Apple devices to use rechargeable batteries made with recycled cobalt by 2025

Rechargeable batteries - Smartphone with recycling symbol

The company is moving ahead with a strategy for carbon-neutral products in two years.

As a part of Apple’s strategy to achieve carbon neutrality throughout the length of its supply chain and product life cycle by the end of the decade, it is promising rechargeable batteries made with 100 percent recycled cobalt in its devices.

This step is a strong one along the road to reaching the company’s sustainability goals.
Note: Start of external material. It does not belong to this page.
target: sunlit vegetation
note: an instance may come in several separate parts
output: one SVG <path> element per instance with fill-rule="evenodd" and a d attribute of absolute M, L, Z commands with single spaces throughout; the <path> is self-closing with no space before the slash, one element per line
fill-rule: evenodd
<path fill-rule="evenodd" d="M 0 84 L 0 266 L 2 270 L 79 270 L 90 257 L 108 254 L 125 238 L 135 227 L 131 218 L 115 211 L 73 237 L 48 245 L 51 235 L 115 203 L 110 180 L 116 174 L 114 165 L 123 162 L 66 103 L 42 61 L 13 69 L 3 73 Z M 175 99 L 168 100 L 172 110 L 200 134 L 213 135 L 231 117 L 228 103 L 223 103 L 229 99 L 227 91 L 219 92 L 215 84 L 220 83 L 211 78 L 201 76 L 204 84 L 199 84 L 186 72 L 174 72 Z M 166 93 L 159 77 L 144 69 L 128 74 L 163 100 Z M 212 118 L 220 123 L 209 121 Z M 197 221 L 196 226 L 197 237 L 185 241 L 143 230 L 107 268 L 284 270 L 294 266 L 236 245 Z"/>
Apple announced that it would have the recycled cobalt in its rechargeable batteries by 2025. Furthermore, the iPhone maker also announced that it would be working recycled rare earth elements into magnets for its devices. At the same time, the printed circuit boards designed in-house will use recycled gold plating and tin soldering.

Rechargeable batteries - Cobalt - recycling

Each of these efforts is another step along the path Apple is taking to reduce its carbon and overall environmental footprint while promoting supply chain sustainability.

This announcement follows closely on the heels of another when it announced the doubling of its financial pledge to a fund it created in 2021. That fund’s purpose is for investments into projects working on the removal of carbon from the atmosphere. This aligns with Apple’s ongoing carbon footprint reduction strategy to fight climate change.

Cobalt is a particularly important change for recycled rechargeable batteries, as there is a social responsibility as well.

Tech companies have faced massive criticism in recent years for the role they played in the deaths of kids in the Democratic Republic of Congo (DRC) who were forced to mine cobalt. This vital component in rechargeable batteries is found in all sorts of common consumer electronics. Increased demand has only worsened child labor exploitation in the DRC.

Though most cobalt production occurs as a copper or nickel mining byproduct, southern Congo’s artisanal miners are reliant on mining abundant deposits just under the surface. As a result, concerns have skyrocketed over child labor use among a long list of other unethical practices that are woven into the supply chain for cobalt.

Apple has been raising the amount of recycled cobalt it has used in its products as a part of an effort to address those serious concerns. By last year, one quarter of all cobalt used in the company’s devices was recycled, representing a 13 percent increase.